电梯门后,迎面又是那副巨大的抽象兔娜丽莎,可江玦已经完全没有心思去看一眼了。
他整个人仍陷在刚才景念那句话中。
阿念说恨他。
自己之所以迟迟不敢暴露顾烨寒这个身份,一来是因为天道那边有所牵制,怕给景念招来许多不必要的危险,二来就是担心景念会恨。
如今亲耳听到了确切答案,江玦心头难过的同时竟隐隐生出一丝庆幸。
至少他选择隐瞒身份是对的。
景念打开门锁,侧身让开,“进来吧。

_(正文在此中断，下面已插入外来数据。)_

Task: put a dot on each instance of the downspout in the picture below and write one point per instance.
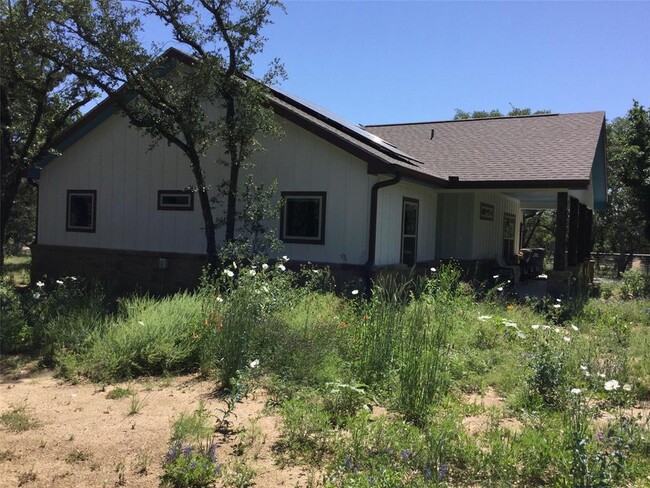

”
他招招手,大方与人分享自己的领地,弯腰把团团牵进来,拿湿巾给它仔细擦干净了爪子。
客厅算不上十分整洁,却到处都充满着生活气息。
沙发上随意铺着一张毛绒毯,遥控器横在上面,茶几上也摆满了各种已经开封的零食,有的是小兔吃的,也有的是景念拆开吃了一口觉得不好吃,舍不得扔只能先放在那里。
还有满屋随处可见的遗落纸巾。
昨晚小兔和团团闹完没收拾干净,景念又因为出门太匆忙,根本注意小兔这家伙偷懒。
江玦一眼就看到了昨晚送他的礼物,各种包装袋乱七八糟堆在那里。
不知道是不是触发了什么底层代码,他一看见景念弄乱的衣服,就想上去收拾干净。
从前就经常是小孩在前边作腾,他跟在屁股后面收拾。
男人过去把衣服叠好,包装袋都收起来,注意那条十几万的围巾,目光顿了顿,“阿念……这条围巾你不喜欢?”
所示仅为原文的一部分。